Security.Najaf seems to match the online handle of a developer apparently located in the Najaf province of Iraq. He is a prolific poster on the dev-point[.]com forums, a forum which has contained a lot of NJ-Rat/Worm-associated material. He is listed as recoder – presumably modifying programmer – in many other malicious scripts. One example is the file with md5 de8e6e14b7e548eda7d4ff33bb3705ad.  In this file, the C&C server is defined to aziza12.no-ip.biz, a domain which also has been used as C&C by Bladabindi malware such as the sample with md5 a5ce6dcb062ceb91a6fce73e99b3514d.

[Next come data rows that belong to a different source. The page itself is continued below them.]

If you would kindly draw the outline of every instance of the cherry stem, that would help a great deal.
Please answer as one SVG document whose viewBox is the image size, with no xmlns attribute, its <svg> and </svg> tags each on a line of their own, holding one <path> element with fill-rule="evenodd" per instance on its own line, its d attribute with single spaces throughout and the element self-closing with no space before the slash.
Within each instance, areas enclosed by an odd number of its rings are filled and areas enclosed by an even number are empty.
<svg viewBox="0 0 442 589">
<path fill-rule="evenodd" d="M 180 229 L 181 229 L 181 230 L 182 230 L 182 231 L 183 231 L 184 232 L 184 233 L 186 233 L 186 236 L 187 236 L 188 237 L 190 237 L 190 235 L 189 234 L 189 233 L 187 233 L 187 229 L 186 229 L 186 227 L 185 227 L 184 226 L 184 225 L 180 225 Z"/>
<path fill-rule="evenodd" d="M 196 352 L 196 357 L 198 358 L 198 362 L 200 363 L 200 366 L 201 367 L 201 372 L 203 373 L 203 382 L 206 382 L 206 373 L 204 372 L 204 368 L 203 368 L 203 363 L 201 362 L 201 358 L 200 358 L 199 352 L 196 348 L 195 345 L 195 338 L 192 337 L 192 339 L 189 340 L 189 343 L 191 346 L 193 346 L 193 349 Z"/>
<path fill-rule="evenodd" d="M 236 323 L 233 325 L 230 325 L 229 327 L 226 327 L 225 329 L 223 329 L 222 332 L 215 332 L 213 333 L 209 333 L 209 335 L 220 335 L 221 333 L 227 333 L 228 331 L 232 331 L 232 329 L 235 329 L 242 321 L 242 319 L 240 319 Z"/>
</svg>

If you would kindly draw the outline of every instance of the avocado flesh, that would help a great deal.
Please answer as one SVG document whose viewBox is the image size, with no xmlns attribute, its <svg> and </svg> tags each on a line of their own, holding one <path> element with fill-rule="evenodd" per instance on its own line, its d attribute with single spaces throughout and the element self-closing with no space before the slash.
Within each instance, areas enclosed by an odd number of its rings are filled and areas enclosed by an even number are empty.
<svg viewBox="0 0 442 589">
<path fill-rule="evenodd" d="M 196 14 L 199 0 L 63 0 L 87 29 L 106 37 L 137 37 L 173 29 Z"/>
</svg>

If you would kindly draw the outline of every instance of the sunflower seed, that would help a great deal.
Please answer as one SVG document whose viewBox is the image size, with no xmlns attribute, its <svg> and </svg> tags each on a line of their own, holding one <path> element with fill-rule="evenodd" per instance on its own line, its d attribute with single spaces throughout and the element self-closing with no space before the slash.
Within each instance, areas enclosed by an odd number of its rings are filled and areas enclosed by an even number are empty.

This is a DynDNS domain, meaning that there is no domain registration data to look at. However, if we examine the IP history of this domain, we see that it has mapped to a number of IP addresses over time, many of which are located in Iraq. One of these, 178.73.223.9, has also earlier this year pointed to the domain islamstate.no-ip[.]biz.

Blue Coat added a variety of caveats, reminding readers that “IP overlaps can occur for many reasons”, that aliases are inconclusive:

So, does this really mean anything? No, not necessarily. IP overlaps can happen for any number of reasons, and aliases on forums and inside malwares are just text strings. NJRat and its related malware are used by a lot of activists in the Middle East, so their use in this intrusion – if that indeed is confirmed – can not be used as basis for any conclusion.

Security Affairs wrote up the findings of Breaking 3.0 and Blue Coat.

Trend Micro, April 10 and 11

Trend Micro’s April 10 article warned readers of the new power of non-state activists and cybercriminals:

this demonstrates that it’s not just the big states with tremendous resources that can execute devastating attacks. Sophisticated techniques are being adopted by non-state activists and cybercriminals as well. We’ve known this for some time, but this shows how true (and damaging) that can be.

On April 11, Trend Micro published its own analysis of malware used at TV5 Monde, describing it as a variant of VBS_KJWORM.SMA, which they had previously catalogued in Arabic language forums:

A malware that is being tied to the recent cyber attack in France is detected by Trend Micro as a variant of the NJWORM/Kjw0rm remote access Trojan (RAT). This malware (with the MD5 hash of 2962c44ce678d6ca1246f5ead67d115a), which we detect as VBS_KJWORM.SMA, is backdoor that may have been around since 2014.
Our initial analysis showed that VBS_KJWORM.SMA was created by a hacking tool named Sec-wOrm 1.2 Fixed vBS Controller. This is a RAT generator that we detect as HKTL_KJWORM.
It should be noted that the Kjw0rm family is already known to us; in January we had written about this family when it emerged from the NJWORM source code leak. Kjw0rm was found in the Arabic-language section of dev-point.com.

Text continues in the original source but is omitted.